[Devel] Re: design of user namespaces
Serge E. Hallyn
serue at us.ibm.com
Fri Jun 20 14:47:46 PDT 2008
Quoting Serge E. Hallyn (serue at us.ibm.com):
> > Just skimming through your patch I don't expect we will need the list
> > of children, and not having should reduct our locking burden.
>
> Hmm, that's true. I can't see a reason for that. Thanks!
BTW here is the new, slightly smaller patch:
>From d17fbd87d97f64a0e879a7efbe5e1835fc573eae Mon Sep 17 00:00:00 2001
From: Serge Hallyn <serge at us.ibm.com>
Date: Thu, 19 Jun 2008 20:18:17 -0500
Subject: [PATCH 1/1] user namespaces: introduce user_struct->user_namespace relationship
When a task does clone(CLONE_NEWNS), the task's user is the 'creator' of the
new user_namespace, and the user_namespace is tacked onto a list of those
created by this user.
When we create or put a user in a namespace, we also do so for all creator
users up the creator chain.
Changelog:
Jun 20: Eric Biederman pointed out the sibling/child_user_ns
list is unnecessary!
Signed-off-by: Serge Hallyn <serge at us.ibm.com>
---
include/linux/sched.h | 1 +
include/linux/user_namespace.h | 1 +
kernel/user.c | 66 +++++++++++++++++++++++++++++++++++++++-
kernel/user_namespace.c | 15 +++------
4 files changed, 72 insertions(+), 11 deletions(-)

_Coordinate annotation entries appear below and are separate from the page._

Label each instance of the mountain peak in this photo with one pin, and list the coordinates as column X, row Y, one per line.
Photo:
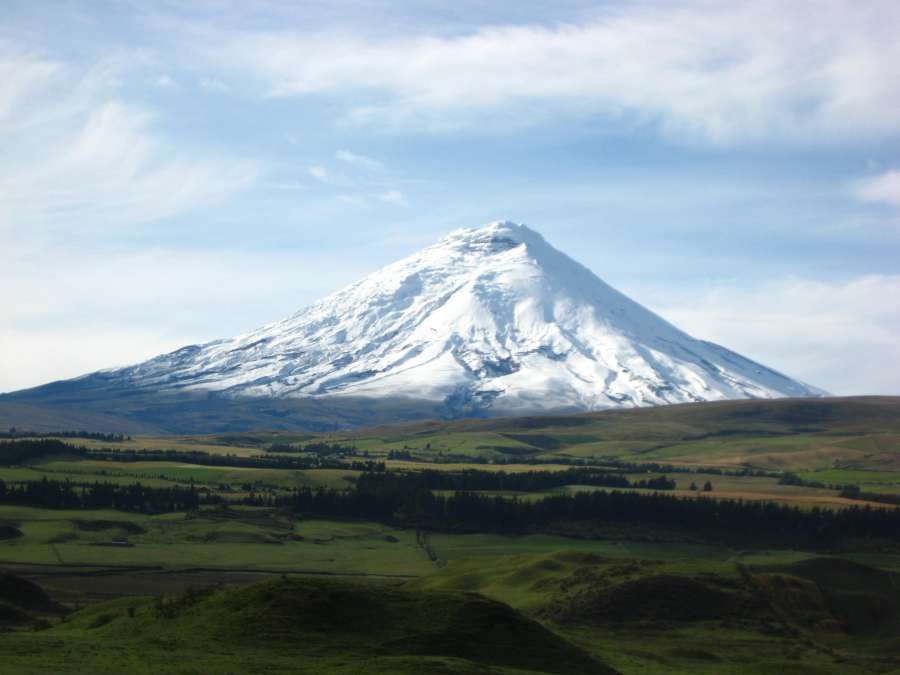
column 494, row 237
column 488, row 319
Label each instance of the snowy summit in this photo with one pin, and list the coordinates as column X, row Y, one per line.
column 487, row 319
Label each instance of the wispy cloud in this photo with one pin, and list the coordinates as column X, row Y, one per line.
column 321, row 174
column 165, row 82
column 394, row 197
column 721, row 73
column 358, row 161
column 214, row 85
column 77, row 155
column 881, row 189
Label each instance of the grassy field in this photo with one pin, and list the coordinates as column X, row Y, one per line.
column 239, row 538
column 637, row 599
column 640, row 606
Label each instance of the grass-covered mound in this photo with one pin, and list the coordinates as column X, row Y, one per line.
column 23, row 603
column 303, row 625
column 820, row 615
column 837, row 595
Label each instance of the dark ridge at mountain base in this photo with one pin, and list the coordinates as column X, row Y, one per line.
column 203, row 413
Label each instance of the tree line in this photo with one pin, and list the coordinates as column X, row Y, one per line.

diff --git a/include/linux/sched.h b/include/linux/sched.h
index 799bbdd..da1bcc6 100644
--- a/include/linux/sched.h
+++ b/include/linux/sched.h
@@ -604,6 +604,7 @@ struct user_struct {
/* Hash table maintenance information */
struct hlist_node uidhash_node;
uid_t uid;
+ struct user_namespace *user_namespace;
#ifdef CONFIG_USER_SCHED
struct task_group *tg;
diff --git a/include/linux/user_namespace.h b/include/linux/user_namespace.h
index b5f41d4..f9477c3 100644
--- a/include/linux/user_namespace.h
+++ b/include/linux/user_namespace.h
@@ -13,6 +13,7 @@ struct user_namespace {
struct kref kref;
struct hlist_head uidhash_table[UIDHASH_SZ];
struct user_struct *root_user;
+ struct user_struct *creator;
};
extern struct user_namespace init_user_ns;
diff --git a/kernel/user.c b/kernel/user.c
index 865ecf5..e583be4 100644
--- a/kernel/user.c
+++ b/kernel/user.c
@@ -21,6 +21,7 @@ struct user_namespace init_user_ns = {
.kref = {
.refcount = ATOMIC_INIT(2),
},
+ .creator = &root_user,
.root_user = &root_user,
};
EXPORT_SYMBOL_GPL(init_user_ns);
@@ -53,6 +54,7 @@ struct user_struct root_user = {
.files = ATOMIC_INIT(0),
.sigpending = ATOMIC_INIT(0),
.locked_shm = 0,
+ .user_namespace = &init_user_ns,
#ifdef CONFIG_USER_SCHED
.tg = &init_task_group,
#endif
@@ -71,6 +73,18 @@ static void uid_hash_remove(struct user_struct *up)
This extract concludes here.